Supporters of the Export-Import Bank of the United States (Ex-Im) continue to wait for the Senate to formally attach the measure to larger legislation a week after the House of Representatives voted 313 to 118 to reauthorize the export assistance agency. Meanwhile, conservative House lawmakers reportedly are searching for other ways to restrict Ex-Im, whose charter was allowed to expire in July.
Senate Majority Leader Mitch McConnell (R-KY) has held to his position that he does not want to bring Ex-Im’s reauthorization bill for a vote on its own and would rather attach it to the “must pass” Highway Trust Fund bill in coming days or weeks. Solid support appears to exist in the Senate to pass a bill with the same wording as used in its House counterpart—There were 64 senators that voted in favor of a similar version over the summer.

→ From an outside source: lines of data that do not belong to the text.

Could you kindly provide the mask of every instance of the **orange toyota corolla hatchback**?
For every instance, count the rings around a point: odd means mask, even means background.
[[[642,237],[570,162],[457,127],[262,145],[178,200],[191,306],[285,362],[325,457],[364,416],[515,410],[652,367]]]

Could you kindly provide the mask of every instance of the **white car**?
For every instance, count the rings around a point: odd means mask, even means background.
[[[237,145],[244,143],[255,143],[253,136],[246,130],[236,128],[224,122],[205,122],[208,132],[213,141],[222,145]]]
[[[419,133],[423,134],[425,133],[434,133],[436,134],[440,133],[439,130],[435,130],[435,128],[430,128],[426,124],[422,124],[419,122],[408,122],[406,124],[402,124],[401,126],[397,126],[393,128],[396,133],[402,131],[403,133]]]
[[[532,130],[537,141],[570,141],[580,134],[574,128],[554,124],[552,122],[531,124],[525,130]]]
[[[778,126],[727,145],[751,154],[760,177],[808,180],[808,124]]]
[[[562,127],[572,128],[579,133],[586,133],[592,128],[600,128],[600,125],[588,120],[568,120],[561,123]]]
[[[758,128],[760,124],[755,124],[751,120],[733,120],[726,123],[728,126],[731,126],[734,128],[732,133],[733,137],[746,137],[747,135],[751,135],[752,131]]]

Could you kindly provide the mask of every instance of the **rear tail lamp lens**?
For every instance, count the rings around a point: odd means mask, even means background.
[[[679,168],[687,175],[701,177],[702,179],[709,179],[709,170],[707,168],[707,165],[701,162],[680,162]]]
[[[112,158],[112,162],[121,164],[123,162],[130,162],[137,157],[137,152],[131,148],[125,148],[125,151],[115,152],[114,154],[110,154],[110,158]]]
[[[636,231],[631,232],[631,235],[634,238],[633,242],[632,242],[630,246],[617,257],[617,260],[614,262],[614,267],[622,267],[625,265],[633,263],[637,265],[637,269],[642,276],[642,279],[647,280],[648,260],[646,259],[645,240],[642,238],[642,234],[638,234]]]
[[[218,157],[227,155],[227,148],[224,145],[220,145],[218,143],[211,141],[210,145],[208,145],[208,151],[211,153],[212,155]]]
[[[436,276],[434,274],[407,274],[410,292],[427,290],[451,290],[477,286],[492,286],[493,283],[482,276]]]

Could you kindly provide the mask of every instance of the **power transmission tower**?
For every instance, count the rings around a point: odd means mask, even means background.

Meanwhile, far-right House lawmakers are trying another strategy toward scuttling Ex-Im by proposing several significant amendments to its version of the Highway Trust Fund bill that would place new restrictions on the bank (e.g., allowing only small businesses to participate in Ex-Im programs, barring Ex-Im from working with businesses in certain countries or regions including the Middle East, etc.). House Speaker Paul Ryan (R-WI) has recently bashed Ex-Im alongside of the Tea Party wing of the GOP, likening it to a form of corporate welfare. That assertion, as well as the reality that the United States is now the only major economy lacking a fully functional export credit agency (it may only service previous loans), has been widely and deeply panned by most political moderates, business analysts and economists.
Ex-Im, through the fees it charges, enables companies to sell products to foreign-based buyers that otherwise have insufficient borrowing options. Ex-Im typically generates a taxpayer-neutral result or, more frequently, a surplus; and it has not relied on taxpayer money to cover its activity at any point this decade. Agency supporters have expressed concern that previously funded companies may need to move some manufacturing operations outside of the U.S. if Ex-Im remains closed; that competitors subsidized by foreign governments would have an unfair advantage; and that domestic jobs will shrink at companies of various sizes.